Caribou then shifted focus to cobranding with bagel concepts. First it tried cobranding with Bruegger’s. Then JAB acquired Einstein Bros in 2014 and Caribou began working to cobrand with that concept—and Einstein then started selling Caribou Coffee out of its shops. JAB bought Bruegger’s in 2017.
The cobranding strategy didn’t quite go as planned. “We’ve now sunset cobranding,” Butcher said. The issue, he said, was the different needs of the customer bases. “The frequency of a Caribou customer is significantly higher than the frequency of customers who come in to buy bagels,” Butcher said. “Our best guests come over once per day.”

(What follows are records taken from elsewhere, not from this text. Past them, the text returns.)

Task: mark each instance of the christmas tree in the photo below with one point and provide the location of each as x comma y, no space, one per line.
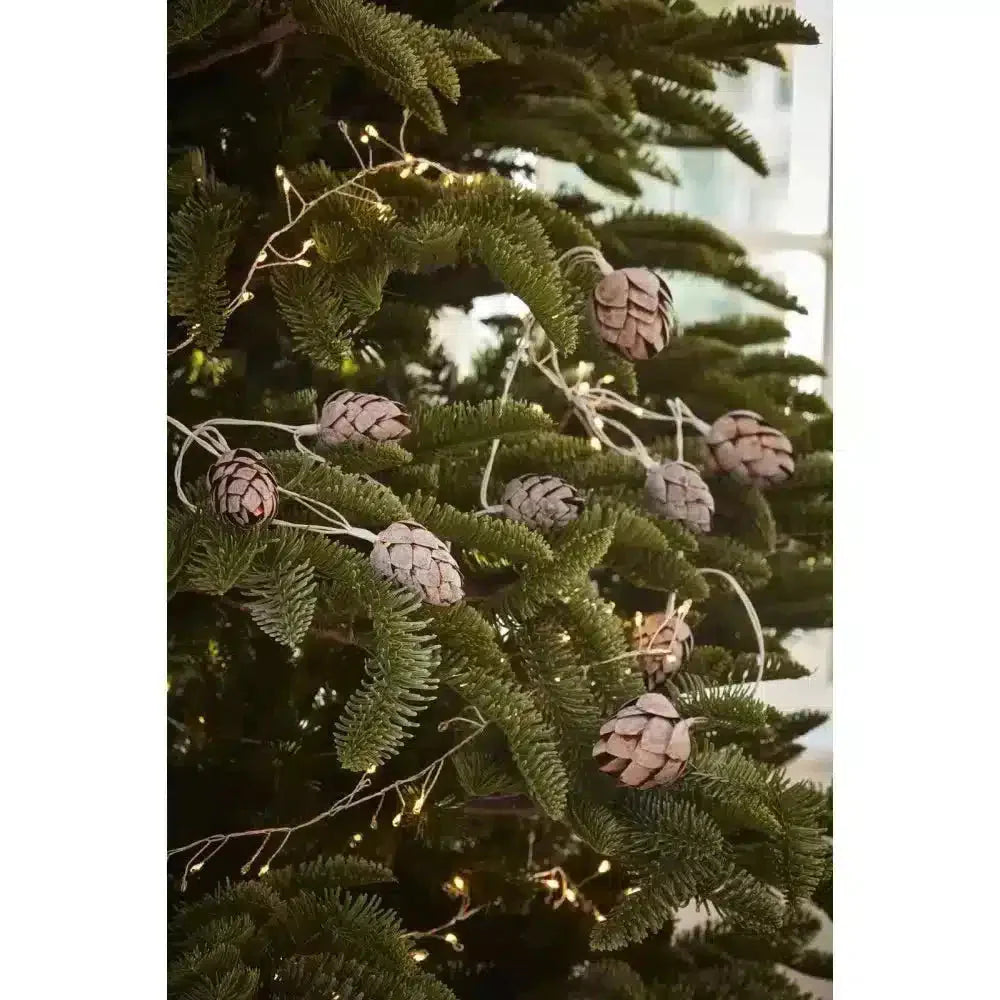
463,667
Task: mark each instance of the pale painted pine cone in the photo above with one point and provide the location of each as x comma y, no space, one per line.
419,561
676,491
646,744
361,416
541,501
633,312
742,445
243,490
662,631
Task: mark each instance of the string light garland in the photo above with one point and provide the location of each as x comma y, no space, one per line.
427,776
269,256
455,887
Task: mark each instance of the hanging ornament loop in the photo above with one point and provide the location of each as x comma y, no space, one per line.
751,614
210,438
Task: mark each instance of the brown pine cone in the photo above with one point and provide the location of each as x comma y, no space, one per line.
409,554
243,490
662,631
541,501
676,491
646,744
633,311
741,444
361,416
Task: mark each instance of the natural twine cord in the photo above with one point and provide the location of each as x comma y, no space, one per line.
208,437
751,611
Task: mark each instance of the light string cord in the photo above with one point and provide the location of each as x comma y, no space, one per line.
588,400
465,910
751,614
571,257
337,524
593,421
406,163
349,801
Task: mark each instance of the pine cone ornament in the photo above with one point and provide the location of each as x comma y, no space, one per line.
541,501
633,311
409,554
646,744
676,491
741,444
243,489
361,416
670,633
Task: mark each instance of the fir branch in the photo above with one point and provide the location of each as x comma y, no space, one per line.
475,667
268,35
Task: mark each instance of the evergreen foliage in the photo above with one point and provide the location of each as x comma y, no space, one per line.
302,684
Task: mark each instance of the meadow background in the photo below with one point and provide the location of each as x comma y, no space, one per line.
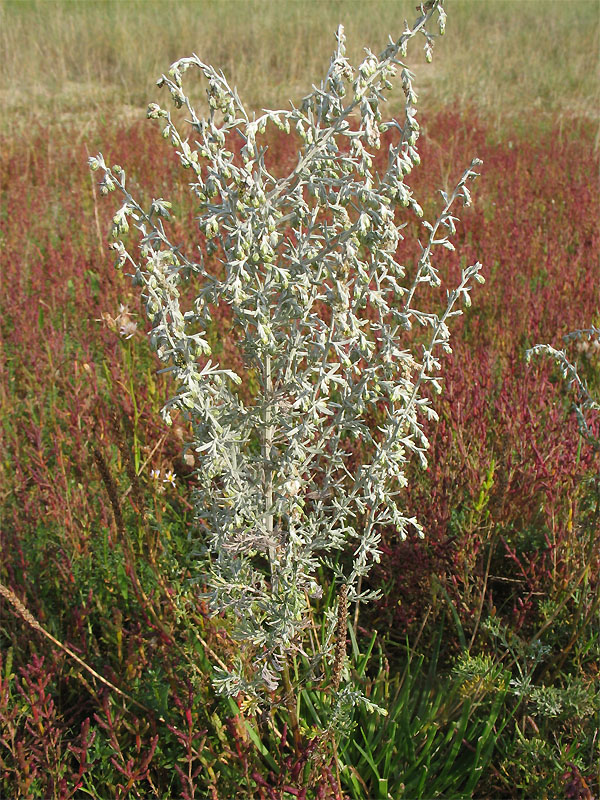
488,632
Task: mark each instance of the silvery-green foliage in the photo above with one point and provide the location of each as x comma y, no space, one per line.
323,308
588,344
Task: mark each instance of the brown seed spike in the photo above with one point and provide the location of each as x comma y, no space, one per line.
340,636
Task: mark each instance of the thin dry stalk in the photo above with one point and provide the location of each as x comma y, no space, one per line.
32,621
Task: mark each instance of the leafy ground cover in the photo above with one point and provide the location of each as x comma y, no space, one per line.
488,642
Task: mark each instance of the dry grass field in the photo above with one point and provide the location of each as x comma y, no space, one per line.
79,60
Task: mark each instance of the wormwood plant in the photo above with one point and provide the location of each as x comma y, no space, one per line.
323,311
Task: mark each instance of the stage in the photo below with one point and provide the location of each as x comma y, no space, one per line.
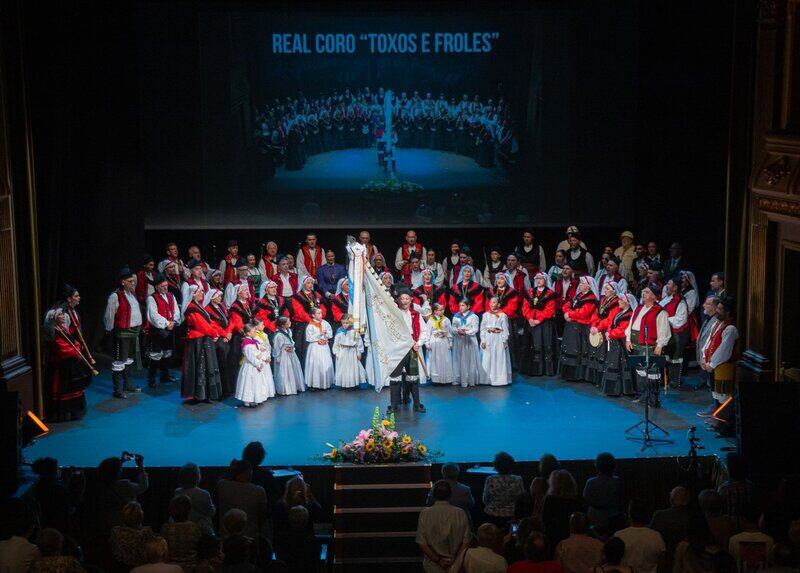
532,416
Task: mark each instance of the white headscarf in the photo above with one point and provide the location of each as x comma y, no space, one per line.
304,280
592,284
187,300
210,293
461,274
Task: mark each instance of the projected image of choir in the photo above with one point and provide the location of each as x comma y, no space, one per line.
295,128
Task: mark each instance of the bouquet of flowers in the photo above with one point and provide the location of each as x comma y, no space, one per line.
380,444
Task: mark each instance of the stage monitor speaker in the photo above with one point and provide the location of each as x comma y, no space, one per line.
768,416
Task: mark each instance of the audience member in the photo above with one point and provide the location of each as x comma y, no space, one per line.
671,523
603,495
484,558
238,492
579,553
737,490
442,531
462,494
537,557
111,492
127,541
17,553
644,547
297,546
203,509
155,554
559,505
51,544
720,526
182,535
613,552
501,491
751,548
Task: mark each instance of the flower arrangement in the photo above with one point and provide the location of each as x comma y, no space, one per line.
380,444
391,185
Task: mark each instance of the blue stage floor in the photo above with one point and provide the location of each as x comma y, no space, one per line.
534,415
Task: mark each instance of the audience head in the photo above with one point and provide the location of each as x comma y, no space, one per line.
156,550
450,470
562,484
537,547
234,521
579,523
180,507
50,542
613,550
605,463
503,463
547,464
254,452
189,475
132,515
442,491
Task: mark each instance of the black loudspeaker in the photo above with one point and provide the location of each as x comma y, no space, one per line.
768,416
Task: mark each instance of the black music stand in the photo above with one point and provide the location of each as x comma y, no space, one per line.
650,363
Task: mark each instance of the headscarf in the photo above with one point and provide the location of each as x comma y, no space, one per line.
210,293
461,274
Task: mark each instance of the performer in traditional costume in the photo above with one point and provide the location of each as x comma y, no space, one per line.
578,315
617,378
539,347
254,383
406,373
201,379
163,316
495,358
319,363
466,359
437,337
123,320
289,379
301,308
467,288
348,348
68,371
607,309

In August, both Einstein and Caribou were merged with Panera Bread, under the name Panera Brands. Caribou and Einstein operate independently under the Panera umbrella, with José Alberto Dueñas the CEO of Einstein. “Einstein has an outstanding CEO,” Butcher said. “He’s going to lead the bagel company growth and focus on things that matter to the bagel company.”
But, Butcher said, the merger with Panera gives something it hasn’t had before: The resources of a much larger company.
“It lets us outpunch our weight class,” Butcher said. “It provides us with the resources to enable us to move faster.”
Which brings us back to that Cabin prototype. Butcher said the idea for the concept came from its customers. “They want their ‘bou on the go,” he said. “They want to be in and out with a smile. The cabin was designed specifically to fill their needs.”
The cabins are 650 square feet, a third of the size of the chain’s traditional locations. The company now has 17 of the locations.
Caribou was able to generate its speedier results during the pandemic, when consumers shifted nearly all of their spending toward drive-thrus.
“Our teams loved working in the cabins,” Butcher said. “And our customers loved visiting them.”
That gave the company confidence to spend most of its development energy on expanding the cabin concept, though Butcher said there may still be some neighborhoods where a traditional “chalet” café prototype works better.
It also gives the company confidence to franchise. Caribou’s 450 locations are either company owned or licensed to operate inside places like colleges, hospitals and airports. Yet the chain now believes it has a concept that will interest franchisees—which might be able to get the chain out of its Midwestern roots.
Caribou is the dominant brand in Minnesota, not Starbucks or Dunkin’, but the company believes franchising can get its shops quickly into other parts of the country. The chain, which kicked off its national franchising strategy this month, is already talking with prospective operators.
It expects to sell franchise locations in the Midwest, where it is better known, but also the South, where some of its customers move in search for warmer weather.
“A lot of snowbirds,” Butcher said. “If we look where we ship beans, our grocery store business and K-Cup sales, we ship a lot of coffee to the South. There’s a lot of love for our brand in particular.”